Notre montagne, le Djurdjura oriental ou « Djurdjura de la Soummam » (Oeôoeô n Welma Asemmam), nos villages et nos terres étaient devenus « zone interdite » … Ce qui faisait dire à mon père d’un ton songeur et néanmoins triste : « En nous installant dans cette vallée, nos ancêtres savaient très bien qu’elle deviendrait acide. Ils savaient que nous aurions à nous battre contre les envahisseurs, comme l’ont déjà fait nos ancêtres depuis la nuit des temps ! »

Nous étions démunis de tout, même du simple bonheur de vivre… Plus de chants, plus de jeux, plus de contes merveilleux aux formules magiques et rassurantes… N’envahissait nos rêves, je veux dire nos cauchemars, que cette terrible ogresse… Plus de formules où il était question de joie et de lumière… Plus de formules qui faisaient rire le vent, la montagne et la nuit… Plus de formules près du kanoune, le foyer enchanteur où crépitait un feu rassurant et bienfaisant, témoin d’un bonheur fragile… qui venait de la nuit des temps ; du temps où nos grands-mères et nos mères disaient : « Il était une fois ! » (A_macahu !)

Il était une fois… Il était une fois la guerre et ses horreurs.
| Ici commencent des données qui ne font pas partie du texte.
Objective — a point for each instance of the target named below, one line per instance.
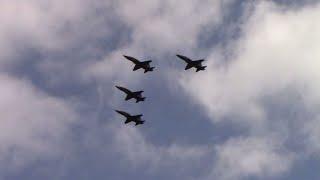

Nous savions d’où nous venions, mais nous ne savions plus où aller. Nous venions d’un paradis qui nous était désormais interdit… Nous étions des étrangers sur notre propre terre… Nous devions quitter Tazroutz pour un autre village ; un village « étranger » à « la nation des Awzellaguen » (Lâarc n w’Awzellagen).

IGHIL WEMSED – Le village où les enfants refusaient de jouer avec nous…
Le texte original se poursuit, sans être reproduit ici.